Graduate student in bacteriology
To Catherine Pettinger, UW–Madison is a place of opportunity.
It’s not only the opportunity for her research, which aims to understand how to remediate water contamination by focusing on how metals and microbes interact in a uranium-contaminated aquifer. It’s also everything else that campus offers.
“If there is something you want to see, do, or experience in graduate school, you can,” Catherine said. “Whether that is organizing an entire event so you can compare and contrast career opportunities or to try sailing with Hoofers, you can try almost anything here.”

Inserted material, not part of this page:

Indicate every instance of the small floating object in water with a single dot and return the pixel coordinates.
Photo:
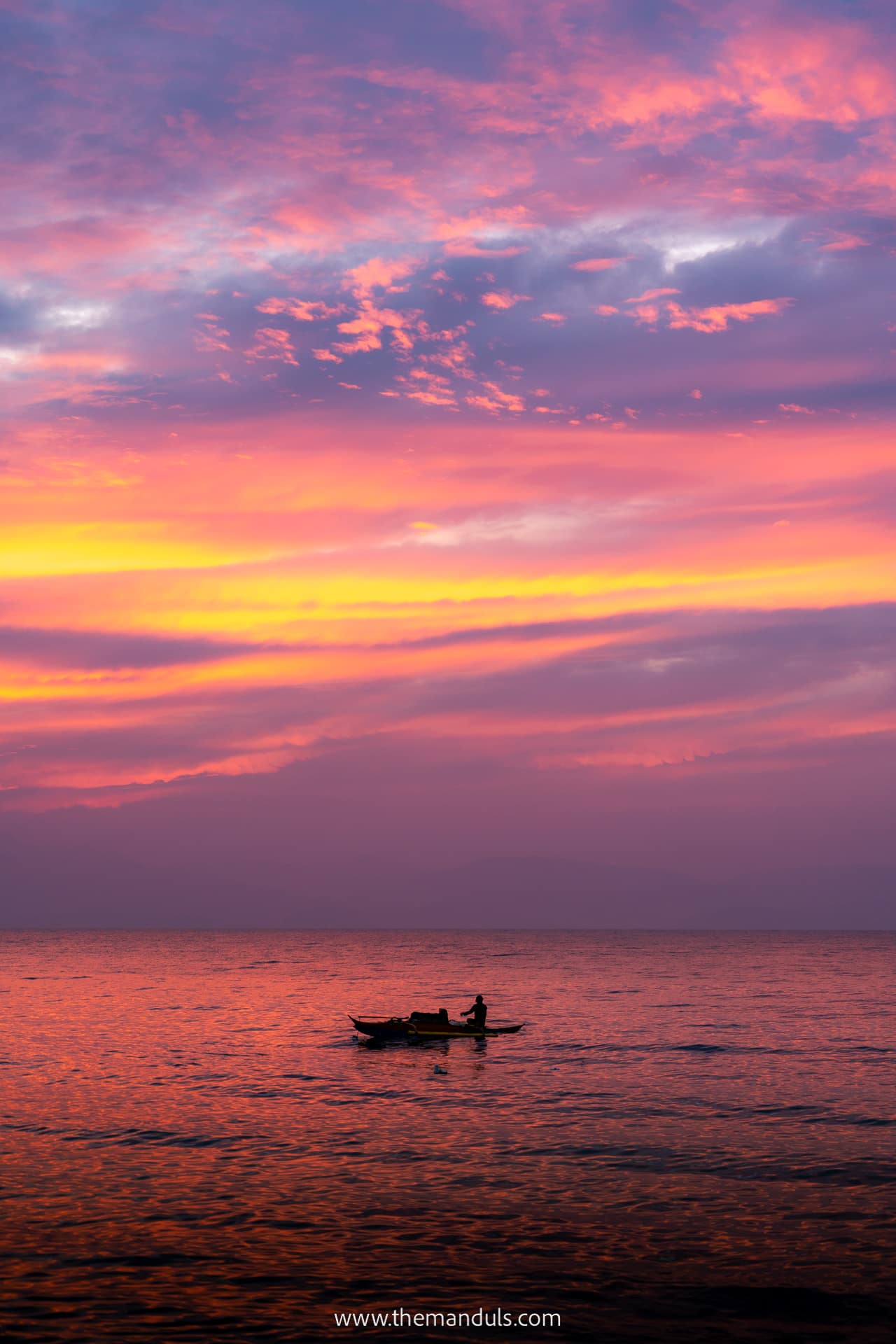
(428, 1026)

Catherine is the Outreach and Symposium Coordinator for the Molecular and Environmental Toxicology (METC) student committee. She’s mentored undergraduates and first-year graduate students, planned outreach and volunteer communities, and planned the now-annual METC Symposium. Through these experiences, she has developed the leadership skill of recognizing something needs to be done — and doing it.
Catherine’s advisor Erica L.-W. Majumder, assistant professor of bacteriology, said that in addition to doing a great job with her research, Catherine has been a fantastic research mentor, teaching assistant, and student leader. Catherine said her mentorship philosophy centers on truly and deeply listening.
“Listening to understand is a skill I continue to work on and drives much of the work we do and how we do it. This considers the person as a whole and working with them on how they can grow as a scientist and citizen of the world,” she said. “I think a lot of the scientific method can become lost if we only assign mentees tasks to perform. There is so much that goes into an experiment before the experiment begins! Observations, hypotheses, experimental design, analysis, etc. can and should be discussed to integrate the mentee into the entire process.”
Catherine came to UW–Madison because of the people.
“Of graduate schools I toured, the students at UW–Madison in our program seemed the happiest,” she said. “Of course, I considered other aspects of the school prior to applying, but when choosing between graduate schools at the end, the fact that people had rich, balanced lives helped sell the school and program I chose.”